Poetry Review, Langston Hughes, Theme for English B

8 Apr

“Go home and write/a page tonight./And let that page come out of you–/Then, it will be true.”

These are a professor’s instructions for Langston Hughes at the beginning of his marvelous poem Theme for English B.  Langston wonders “if it’s that simple?”  I find this first question interesting because the instructions sound pretty simplistic–writing one page, making sure it comes out of you (meaning your experiences I suppose) does that make something true?  Can you write a page that isn’t from your experience somehow?   This isn’t really the theme  of the poem, but while this created a good work, sometimes having something coming out of you just makes something that is not really understandable to the world, after all there is such a thing as paying attention to your audience.
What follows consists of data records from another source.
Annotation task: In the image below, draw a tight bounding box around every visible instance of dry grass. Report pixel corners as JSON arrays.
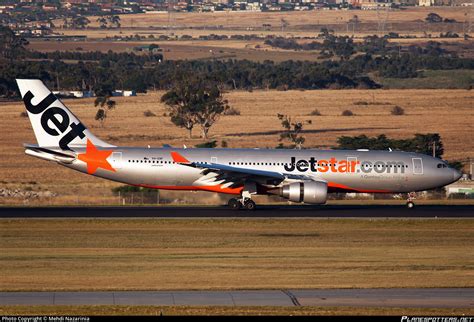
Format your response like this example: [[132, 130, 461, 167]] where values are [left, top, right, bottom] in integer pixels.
[[0, 219, 474, 291], [0, 305, 474, 316], [0, 90, 474, 204], [75, 7, 469, 32], [29, 40, 318, 62]]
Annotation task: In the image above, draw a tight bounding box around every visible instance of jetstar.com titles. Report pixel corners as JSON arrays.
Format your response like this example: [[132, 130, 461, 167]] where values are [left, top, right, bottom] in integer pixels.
[[283, 157, 407, 173]]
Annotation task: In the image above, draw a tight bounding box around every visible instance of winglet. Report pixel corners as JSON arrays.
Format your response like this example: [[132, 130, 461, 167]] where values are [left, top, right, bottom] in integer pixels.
[[171, 151, 191, 163]]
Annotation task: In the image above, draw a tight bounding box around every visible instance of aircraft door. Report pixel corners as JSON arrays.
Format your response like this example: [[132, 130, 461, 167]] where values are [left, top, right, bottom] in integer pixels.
[[110, 152, 122, 169], [412, 158, 423, 174]]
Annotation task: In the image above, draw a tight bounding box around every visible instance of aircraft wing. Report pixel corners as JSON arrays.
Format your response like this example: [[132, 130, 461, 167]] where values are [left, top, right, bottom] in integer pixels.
[[171, 152, 314, 187]]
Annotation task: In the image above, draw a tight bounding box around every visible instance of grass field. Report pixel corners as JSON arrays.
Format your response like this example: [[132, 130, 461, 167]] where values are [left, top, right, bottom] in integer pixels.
[[0, 90, 474, 204], [55, 7, 469, 37], [0, 219, 474, 291]]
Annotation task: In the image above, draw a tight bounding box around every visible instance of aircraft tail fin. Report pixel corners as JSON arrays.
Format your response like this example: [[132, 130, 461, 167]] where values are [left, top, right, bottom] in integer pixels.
[[16, 79, 113, 150]]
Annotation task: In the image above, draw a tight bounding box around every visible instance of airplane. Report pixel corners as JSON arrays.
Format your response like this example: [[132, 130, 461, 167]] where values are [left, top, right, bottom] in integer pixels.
[[17, 79, 461, 210]]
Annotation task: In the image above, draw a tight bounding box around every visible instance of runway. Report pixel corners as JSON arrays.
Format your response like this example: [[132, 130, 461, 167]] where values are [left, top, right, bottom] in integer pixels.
[[0, 205, 474, 218], [0, 288, 474, 308]]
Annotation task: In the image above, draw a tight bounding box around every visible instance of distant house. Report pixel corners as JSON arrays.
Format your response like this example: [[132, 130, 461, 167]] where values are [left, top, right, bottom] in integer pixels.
[[133, 44, 163, 54], [53, 91, 94, 98], [418, 0, 434, 7], [112, 90, 137, 96]]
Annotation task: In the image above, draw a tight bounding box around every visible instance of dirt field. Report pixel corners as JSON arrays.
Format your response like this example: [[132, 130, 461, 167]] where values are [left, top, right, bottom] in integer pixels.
[[0, 90, 474, 204], [0, 218, 474, 291], [62, 7, 469, 32], [28, 38, 474, 62], [0, 305, 474, 316]]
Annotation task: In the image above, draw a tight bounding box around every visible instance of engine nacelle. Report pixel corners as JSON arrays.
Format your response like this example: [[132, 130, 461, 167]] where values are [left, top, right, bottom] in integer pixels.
[[280, 182, 328, 204]]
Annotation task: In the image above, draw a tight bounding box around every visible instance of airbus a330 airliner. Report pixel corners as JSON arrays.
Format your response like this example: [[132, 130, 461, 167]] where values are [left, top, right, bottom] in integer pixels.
[[17, 79, 461, 210]]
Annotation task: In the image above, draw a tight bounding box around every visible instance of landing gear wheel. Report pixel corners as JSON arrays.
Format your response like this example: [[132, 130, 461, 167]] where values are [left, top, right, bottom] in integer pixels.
[[227, 198, 242, 210], [244, 199, 257, 210]]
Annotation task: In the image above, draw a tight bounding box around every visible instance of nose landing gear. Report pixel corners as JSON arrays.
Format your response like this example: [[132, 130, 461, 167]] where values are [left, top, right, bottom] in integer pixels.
[[227, 198, 257, 210], [407, 192, 416, 209]]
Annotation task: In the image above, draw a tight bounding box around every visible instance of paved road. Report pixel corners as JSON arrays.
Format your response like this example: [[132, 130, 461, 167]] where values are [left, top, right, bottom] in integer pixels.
[[0, 205, 474, 218], [0, 288, 474, 308]]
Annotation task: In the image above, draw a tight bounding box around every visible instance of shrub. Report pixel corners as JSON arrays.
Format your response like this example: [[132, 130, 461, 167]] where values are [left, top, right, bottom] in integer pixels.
[[143, 110, 156, 117], [390, 105, 405, 115], [341, 110, 354, 116], [224, 107, 240, 115], [194, 140, 217, 149]]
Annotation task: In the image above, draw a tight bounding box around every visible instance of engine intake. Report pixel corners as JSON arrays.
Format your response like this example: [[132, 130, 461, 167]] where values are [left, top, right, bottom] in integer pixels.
[[280, 182, 328, 204]]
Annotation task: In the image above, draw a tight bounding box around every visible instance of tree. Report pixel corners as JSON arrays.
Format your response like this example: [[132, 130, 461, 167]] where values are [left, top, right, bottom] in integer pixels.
[[107, 15, 120, 28], [161, 76, 229, 139], [425, 12, 443, 23], [96, 17, 107, 29], [72, 16, 91, 29], [0, 25, 28, 61], [277, 114, 305, 149], [94, 87, 117, 126]]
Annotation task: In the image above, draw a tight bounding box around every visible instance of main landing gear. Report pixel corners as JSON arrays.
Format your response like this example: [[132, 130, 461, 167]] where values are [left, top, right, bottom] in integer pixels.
[[407, 192, 416, 209], [228, 182, 257, 210], [228, 198, 257, 210]]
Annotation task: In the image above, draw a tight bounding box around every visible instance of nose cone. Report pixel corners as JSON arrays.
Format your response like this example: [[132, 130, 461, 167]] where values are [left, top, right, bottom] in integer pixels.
[[453, 169, 462, 182]]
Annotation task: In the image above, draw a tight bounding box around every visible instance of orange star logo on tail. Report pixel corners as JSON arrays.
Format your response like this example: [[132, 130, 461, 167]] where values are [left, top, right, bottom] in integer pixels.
[[77, 139, 115, 174]]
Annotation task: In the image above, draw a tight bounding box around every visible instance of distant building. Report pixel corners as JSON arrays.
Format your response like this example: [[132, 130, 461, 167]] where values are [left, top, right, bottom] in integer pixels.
[[418, 0, 434, 7]]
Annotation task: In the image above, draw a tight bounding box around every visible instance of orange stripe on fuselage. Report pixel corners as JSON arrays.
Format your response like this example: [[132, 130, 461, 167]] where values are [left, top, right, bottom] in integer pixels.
[[328, 182, 392, 193], [137, 184, 244, 195], [137, 182, 392, 195]]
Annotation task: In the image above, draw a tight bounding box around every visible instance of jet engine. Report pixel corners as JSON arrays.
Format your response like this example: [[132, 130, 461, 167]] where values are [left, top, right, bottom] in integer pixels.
[[279, 181, 328, 204]]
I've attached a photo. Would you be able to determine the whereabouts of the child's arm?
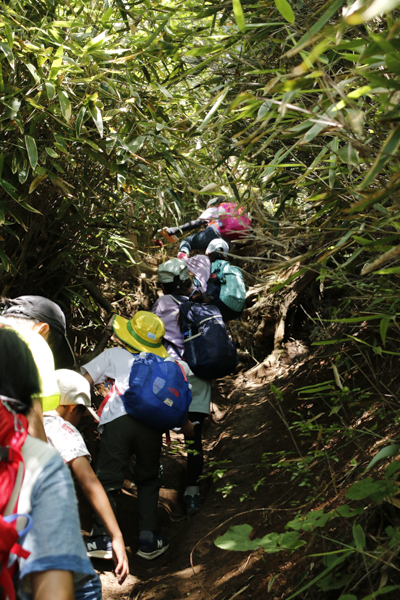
[68,456,129,584]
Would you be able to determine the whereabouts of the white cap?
[55,369,100,421]
[206,238,229,256]
[157,258,190,283]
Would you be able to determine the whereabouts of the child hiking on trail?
[43,369,129,584]
[152,257,211,515]
[0,325,102,600]
[81,311,190,560]
[206,239,246,322]
[0,295,75,442]
[161,196,251,258]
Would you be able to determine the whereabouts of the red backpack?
[0,396,31,600]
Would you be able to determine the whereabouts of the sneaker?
[183,494,200,517]
[85,535,112,558]
[136,533,169,560]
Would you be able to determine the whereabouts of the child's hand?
[112,536,129,585]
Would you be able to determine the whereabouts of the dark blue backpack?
[121,353,192,431]
[172,296,238,379]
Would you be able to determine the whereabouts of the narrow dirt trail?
[82,346,318,600]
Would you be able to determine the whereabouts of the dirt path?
[82,350,322,600]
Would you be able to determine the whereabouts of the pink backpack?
[0,396,31,600]
[211,202,251,240]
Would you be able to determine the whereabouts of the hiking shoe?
[85,535,112,558]
[136,533,169,560]
[183,494,200,517]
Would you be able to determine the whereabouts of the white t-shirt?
[81,348,138,433]
[43,410,92,463]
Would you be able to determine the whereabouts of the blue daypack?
[211,260,246,315]
[121,353,192,431]
[171,295,238,379]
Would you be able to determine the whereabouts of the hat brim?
[112,315,169,358]
[52,331,76,369]
[86,406,100,423]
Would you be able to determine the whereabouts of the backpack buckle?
[0,446,15,463]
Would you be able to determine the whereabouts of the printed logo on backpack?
[121,352,192,431]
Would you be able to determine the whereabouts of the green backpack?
[211,260,246,313]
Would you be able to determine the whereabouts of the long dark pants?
[185,412,207,486]
[92,415,162,535]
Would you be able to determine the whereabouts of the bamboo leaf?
[0,248,10,272]
[0,42,15,70]
[365,444,400,471]
[275,0,294,23]
[199,87,229,131]
[25,135,38,171]
[19,200,42,215]
[49,46,64,80]
[353,523,365,551]
[45,81,56,100]
[45,148,60,158]
[28,173,48,195]
[232,0,246,33]
[346,0,400,25]
[57,90,72,123]
[359,126,400,190]
[0,177,19,202]
[380,315,392,344]
[75,106,86,138]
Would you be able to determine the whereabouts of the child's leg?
[91,415,133,536]
[185,412,207,487]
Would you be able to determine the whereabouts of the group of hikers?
[0,203,250,600]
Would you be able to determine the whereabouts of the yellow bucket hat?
[113,310,168,358]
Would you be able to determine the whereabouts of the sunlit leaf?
[25,135,38,171]
[57,90,72,123]
[275,0,294,23]
[89,104,103,137]
[232,0,246,33]
[359,126,400,190]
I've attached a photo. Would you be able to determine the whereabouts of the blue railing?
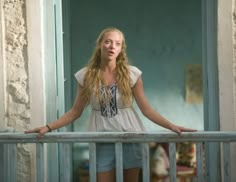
[0,132,236,182]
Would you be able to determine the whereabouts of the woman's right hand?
[25,126,49,139]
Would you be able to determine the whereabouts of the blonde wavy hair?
[81,27,132,105]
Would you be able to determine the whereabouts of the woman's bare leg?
[124,168,140,182]
[97,169,116,182]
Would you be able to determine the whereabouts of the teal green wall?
[71,0,204,131]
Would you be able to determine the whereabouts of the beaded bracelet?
[46,124,52,132]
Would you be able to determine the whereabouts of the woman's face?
[101,30,123,61]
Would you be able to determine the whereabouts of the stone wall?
[1,0,31,182]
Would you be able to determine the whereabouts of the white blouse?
[75,66,145,132]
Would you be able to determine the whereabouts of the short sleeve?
[129,66,142,88]
[75,67,87,86]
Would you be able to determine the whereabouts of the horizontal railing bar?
[0,131,236,143]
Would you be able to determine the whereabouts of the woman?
[26,28,195,182]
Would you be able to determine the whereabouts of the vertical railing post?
[89,143,97,182]
[169,142,176,182]
[223,142,231,182]
[36,143,45,182]
[115,142,123,182]
[196,142,204,182]
[59,143,72,181]
[3,144,16,182]
[142,143,150,182]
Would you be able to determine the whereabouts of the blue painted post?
[115,142,123,182]
[196,142,204,182]
[223,142,231,182]
[169,142,176,182]
[4,143,16,182]
[142,143,150,182]
[36,143,45,182]
[89,143,97,182]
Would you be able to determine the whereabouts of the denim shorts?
[96,143,142,172]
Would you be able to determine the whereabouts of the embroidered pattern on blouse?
[101,84,118,117]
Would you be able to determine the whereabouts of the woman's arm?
[25,84,86,138]
[132,77,196,135]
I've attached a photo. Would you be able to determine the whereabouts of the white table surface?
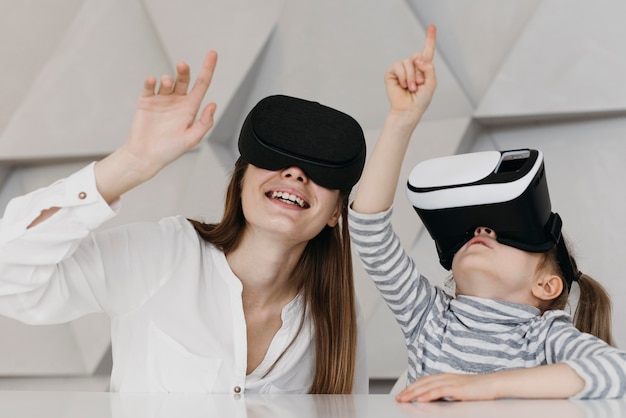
[0,391,626,418]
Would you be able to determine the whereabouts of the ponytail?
[542,245,614,345]
[574,274,614,345]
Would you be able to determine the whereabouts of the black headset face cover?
[238,95,366,191]
[407,149,561,270]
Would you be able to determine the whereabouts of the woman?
[0,51,367,393]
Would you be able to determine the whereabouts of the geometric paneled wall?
[0,0,626,388]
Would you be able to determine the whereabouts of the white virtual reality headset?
[407,149,574,285]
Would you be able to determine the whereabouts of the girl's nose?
[282,166,309,183]
[474,226,496,238]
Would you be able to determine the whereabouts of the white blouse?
[0,163,368,393]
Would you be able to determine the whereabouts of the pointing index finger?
[422,25,437,61]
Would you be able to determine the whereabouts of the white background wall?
[0,0,626,388]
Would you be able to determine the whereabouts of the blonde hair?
[540,242,614,345]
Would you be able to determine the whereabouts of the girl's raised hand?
[385,25,437,119]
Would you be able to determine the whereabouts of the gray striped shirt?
[349,209,626,398]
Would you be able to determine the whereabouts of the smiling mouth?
[267,191,309,209]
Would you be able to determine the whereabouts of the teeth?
[272,192,304,208]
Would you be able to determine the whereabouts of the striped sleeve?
[349,209,437,344]
[546,321,626,399]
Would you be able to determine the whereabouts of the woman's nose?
[474,226,496,238]
[282,166,309,183]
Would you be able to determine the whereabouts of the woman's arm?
[28,51,217,228]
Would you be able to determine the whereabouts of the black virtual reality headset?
[407,149,573,285]
[238,95,365,191]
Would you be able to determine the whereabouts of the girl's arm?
[352,25,437,214]
[396,363,585,402]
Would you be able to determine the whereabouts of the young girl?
[350,26,626,402]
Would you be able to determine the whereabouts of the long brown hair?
[189,157,357,394]
[544,246,614,345]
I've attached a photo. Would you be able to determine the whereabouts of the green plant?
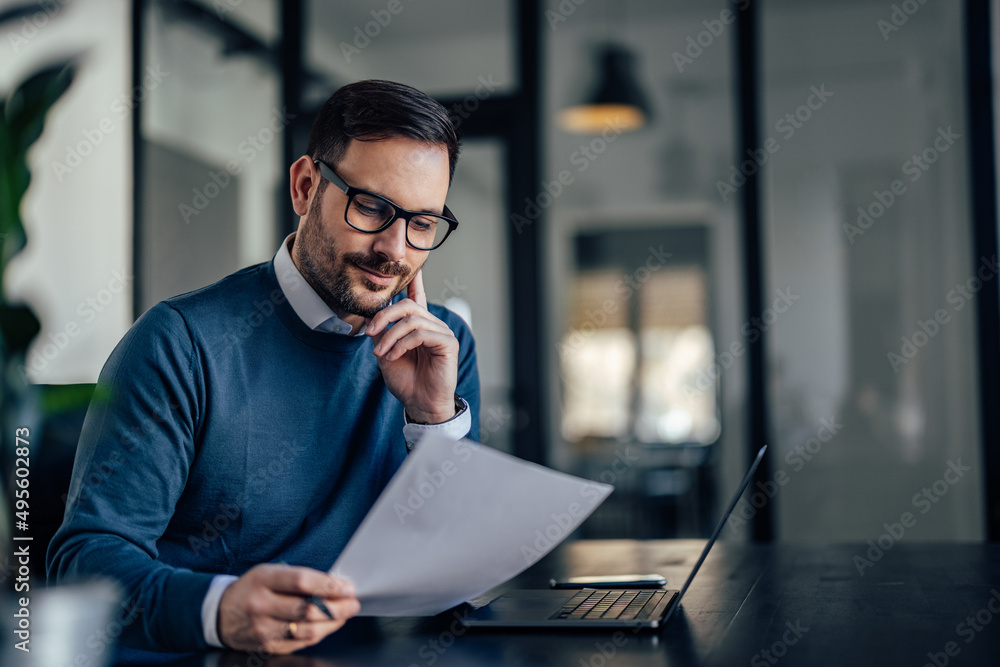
[0,61,75,548]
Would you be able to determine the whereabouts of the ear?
[288,155,320,216]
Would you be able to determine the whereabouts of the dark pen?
[278,560,334,621]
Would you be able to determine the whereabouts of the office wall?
[0,0,133,383]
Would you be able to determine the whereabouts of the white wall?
[0,0,132,383]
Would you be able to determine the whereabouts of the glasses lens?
[347,194,393,231]
[406,214,450,250]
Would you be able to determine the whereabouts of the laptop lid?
[663,445,767,624]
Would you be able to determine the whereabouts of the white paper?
[330,434,614,616]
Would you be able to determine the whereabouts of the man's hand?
[365,271,459,424]
[218,564,361,654]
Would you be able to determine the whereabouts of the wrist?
[403,394,465,426]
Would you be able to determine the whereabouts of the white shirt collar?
[274,232,365,336]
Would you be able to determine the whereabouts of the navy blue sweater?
[47,262,479,651]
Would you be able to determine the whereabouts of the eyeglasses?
[313,160,458,250]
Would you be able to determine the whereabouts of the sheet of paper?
[330,435,614,616]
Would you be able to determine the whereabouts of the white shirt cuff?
[403,397,472,451]
[201,574,239,648]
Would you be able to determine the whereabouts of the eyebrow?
[354,185,444,215]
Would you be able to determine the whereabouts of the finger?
[381,327,458,361]
[261,593,354,622]
[365,299,448,337]
[260,565,354,598]
[375,314,454,356]
[406,269,427,308]
[275,614,353,650]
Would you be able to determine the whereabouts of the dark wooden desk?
[131,540,1000,667]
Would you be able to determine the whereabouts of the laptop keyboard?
[549,590,666,621]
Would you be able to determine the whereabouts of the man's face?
[292,137,449,318]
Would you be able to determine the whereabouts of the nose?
[372,218,406,262]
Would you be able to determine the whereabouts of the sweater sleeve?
[46,303,213,651]
[434,306,480,442]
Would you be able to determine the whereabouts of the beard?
[295,184,413,319]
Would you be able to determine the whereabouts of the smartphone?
[549,574,667,588]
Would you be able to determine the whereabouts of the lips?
[354,264,396,287]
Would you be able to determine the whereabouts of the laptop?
[462,445,767,628]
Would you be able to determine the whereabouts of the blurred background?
[0,0,1000,600]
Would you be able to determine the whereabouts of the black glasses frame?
[313,159,458,251]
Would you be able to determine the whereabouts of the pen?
[278,560,334,621]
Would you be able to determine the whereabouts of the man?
[47,81,479,653]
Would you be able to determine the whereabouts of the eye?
[410,218,437,232]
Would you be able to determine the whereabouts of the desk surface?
[127,540,1000,667]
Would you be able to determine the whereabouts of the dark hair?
[306,79,460,183]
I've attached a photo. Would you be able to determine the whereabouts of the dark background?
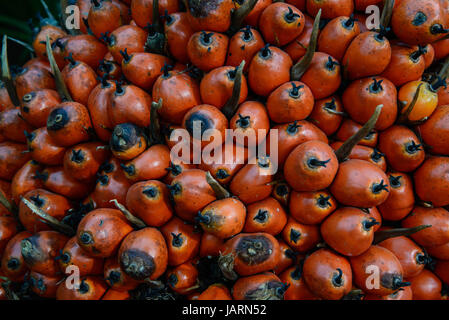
[0,0,59,65]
Anyway, in following these instructions, Hughes basically sets up a mini-biography (though at 22 I’d be surprised if anybody had more than a mini-biography anyway).  He emphasizes the things that everybody has in common–how he gets to his apartment from the school, the things he likes for Christmas (a pipe and records).  He likes to “eat, drink, sleep, and be in love….work, read, learn, and understand life.”  It’s kind of amazing how his explanation for life is as simple but true as the instructions he started this poem with.

And then he turns to race.  “I guess being colored doesn’t make me not like/the same things other folks like me who are other races.”    This is a complicated way of saying that race does not really influence the certain parts of his life–what he wants and what he likes.    However, after writing all the things he has in common with everybody else, he asks “So will my page be colored that I write?/Being me, it will not be white.”  It’s saying two things at once–first because he’s black, his writing will be perceived to be coming from a black experience even though he wrote only universal experiences up to this point,  also because he puts himself in his writing, the writing will become like him.  However, when the white instructor reads this poem, it will become whiter because the instructor can only read from his experience.

And by reading this poem, the instructor and the writer become part of each other.  An exchange that neither actively wants, but there it is.   That’s what is amazing about this poem.  In a one page assignment, in the simplest of language, Hughes sets up a thesis for the reason for writing–this exchange of self which makes the world better.  (“That’s American” Langston Hughes writes, meaning the interchanging of different experiences, part of the melting pot experience.)

We end with “As I learn from you,/I guess you learn from me–/although you’re older–and white–/and somewhat more free.//This is my page for English B.”  Hughes sees learning as a two way process–teacher to student and back to the teacher again.

I must tell you though, that this isn’t a page that Hughes wrote as a student.   He was rather older, and this speaker’s experience is a little different than Hughes’s.  However, that ultimately doesn’t matter.  The point is that writing something true on a piece of paper is all good and fine, but the reader’s perception can twist that truth and change it depending what prejudices they have.  Just as a person may be a blank slate, the world will stamp them with certain characteristics based on prejudices as well.